Klien ist nicht einmal in Österreich mehr bekannt und in Deutschland schon gar nicht. Deshalb gehört sie zu den schönen Entdeckungen, die in der Ausstellung „Wien Berlin. Kunst zweier Metropolen. Von Schiele bis Grosz“ zu machen sind.

Jenseits der big names

Deren erste Station ist jetzt die Berlinische Galerie in Berlin, die zweite wird das Belvedere in Wien sein. Kuratoren beider Museen haben nach Punkten der Vergleichbarkeit und der Unterschiede gesucht. Den Ausgangspunkt bilden die Secessionen, programmatische Künstlervereinigungen, deren berühmteste Protagonisten in Wien Gustav Klimt und Carl Moll und in Berlin Max Liebermann waren. Doch gerade jenseits der big names wird die Ausstellung spannend.

So wird Klien in einem Raum mit der Berliner Dadaistin Hannah Höch, deren Werk ein Herzstück der Sammlung der Berlinischen Galerie bildet, und der Fotografin Friedl Dicker präsentiert. Dicker, 1898 in Wien geboren, Schülerin von Johannes Itten und Studentin am Bauhaus Weimar, brachte ab 1925 zusammen mit dem Architekten Franz Singer die Bauhausmoderne nach Wien. Sie richteten einen Montessori-Kindergarten ein, bauten einen Tennisklub und statteten ein Haus von Adolf Loos aus. In den dreißiger Jahren war Dicker in der kommunistischen Partei engagiert; aus der Zeit stammen ihre an John Heartfield erinnernden Fotocollagen, agitatorische Schaubilder über Verelendung und Ausbeutung.

Verfolgung und Emigration

Man begegnet Dicker noch einmal in der Ausstellung, in einem Schlusskapitel. „Verhör“ heißt ein Ölbild, 1934 entstanden, das Schreibmaschine und tippende Finger als einzigen Gegenstand scharf stellt, während der Verhörende grimassierend und totenkopfähnlich schmutzfarben verschwimmt.

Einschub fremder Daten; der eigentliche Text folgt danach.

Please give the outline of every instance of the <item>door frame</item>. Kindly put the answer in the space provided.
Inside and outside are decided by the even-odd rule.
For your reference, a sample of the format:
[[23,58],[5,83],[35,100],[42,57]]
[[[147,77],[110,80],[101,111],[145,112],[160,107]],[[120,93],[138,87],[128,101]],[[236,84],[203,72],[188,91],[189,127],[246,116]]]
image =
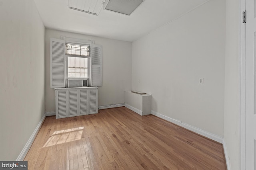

Dicker war tatsächlich 1933 inhaftiert und verhört worden und konnte nach Prag fliehen. Im Jahr 1942 wurde sie nach Theresienstadt deportiert und im Konzentrationslager Auschwitz ermordet.

Ihr „Verhör“ hängt neben einem großen Panoramabild von Lotte Laserstein, einer Berliner Malerin der Neuen Sachlichkeit, die 1935 Berufsverbot erhielt, weil sie Jüdin war. Ihr „Abend über Potsdam“ zeigt eine Gesellschaft junger Leute, die auf einer Dachterrasse diniert haben und nun in seltsamer Melancholie und Vereinzelung versunken sind. Man denkt vielleicht an den Überdruss einer jungen Boheme und an Weltschmerz. Tatsächlich gibt es viel konkrete Gründe der Traurigkeit, jeder der Dargestellten musste später emigrieren.

Kakteen gegen Orchideen

So liegen die Referenzpunkte der Zusammenstellung von Wiener und Berliner Künstlern oft in der Geschichte und der Politik begründet, wie in der Ausbreitung des Faschismus. Manchmal sind es aber auch formale Details, die das Nebeneinander unterhaltsam und spannend gestalten. So an einer Wand, die Porträts der in Berlin arbeitenden Maler Christian Schad, Rudolf Schlichter und Georg Grosz neben Porträts und Stillleben der Österreicher Rudolf Wacker und Sergius Pauser stellt. Der Häufung von Kakteen auf österreichischer Seite stehen Orchideen in den Berliner Bildnissen gegenüber.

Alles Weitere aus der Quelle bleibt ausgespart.